Читать онлайн "Coders at Work: Reflections on the craft of programming" - Seibel Peter - RuLit

Now in a pure language, if you have a function from string to unit you would never need to call it because you know that it just gives the answer unit. That’s all a function can do, is give you the answer. And you know what the answer is. But of course if it has side effects, it’s very important that you do call it. In a lazy language the trouble is if you say, “f applied to print"hello",” then whether f evaluates its first argument is not apparent to the caller of the function. It’s something to do with the innards of the function. And if you pass it two arguments, f of print "hello" and print "goodbye", then you might print either or both in either order or neither. So somehow, with lazy evaluation, doing input/output by side effect just isn’t feasible. You can’t write sensible, reliable, predictable programs that way. So, we had to put up with that. It was a bit embarrassing really because you couldn’t really do any input/output to speak of. So for a long time we essentially had programs which could just take a string to a string. That was what the whole program did. The input string was the input and result string was the output and that’s all the program could really ever do.

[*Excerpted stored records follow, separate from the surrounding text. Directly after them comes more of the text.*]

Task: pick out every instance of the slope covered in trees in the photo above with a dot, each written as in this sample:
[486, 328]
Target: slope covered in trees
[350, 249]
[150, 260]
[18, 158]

You could get a bit clever by making the output string encode some output commands that were interpreted by some outer interpreter. So the output string might say, “Print this on the screen; put that on the disk.” An interpreter could actually do that. So you imagine the functional program is all nice and pure and there’s sort of this evil interpreter that interprets a string of commands. But then, of course, if you read a file, how do you get the input back into the program? Well, that’s not a problem, because you can output a string of commands that are interpreted by the evil interpreter and using lazy evaluation, it can dump the results back into the input of the program. So the program now takes a stream of responses to a stream of requests. The stream of requests go to the evil interpreter that does the things to the world. Each request generates a response that’s then fed back to the input. And because evaluation is lazy, the program has emitted a response just in time for it to come round the loop and be consumed as an input. But it was a bit fragile because if you consumed your response a bit too eagerly, then you get some kind of deadlock. Because you’d be asking for the answer to a question you hadn’t yet spat out of your back end yet.

The point of this is laziness drove us into a corner in which we had to think of ways around this I/O problem. I think that that was extremely important. The single most important thing about laziness was it drove us there. But that wasn’t the way it started. Where it started was, laziness is cool; what a great programming idiom.

Seibeclass="underline" Since you started programming, what’s changed about how you think about programming?

Peyton Jones: I think probably the big changes in how I think about programming have been to do with monads and type systems. Compared to the early 80s, thinking about purely functional programming with relatively simple type systems, now I think about a mixture of purely functional, imperative, and concurrent programming mediated by monads. And the types have become a lot more sophisticated, allowing you to express a much wider range of programs than I think, at that stage, I’d envisaged. You can view both of those as somewhat evolutionary, I suppose.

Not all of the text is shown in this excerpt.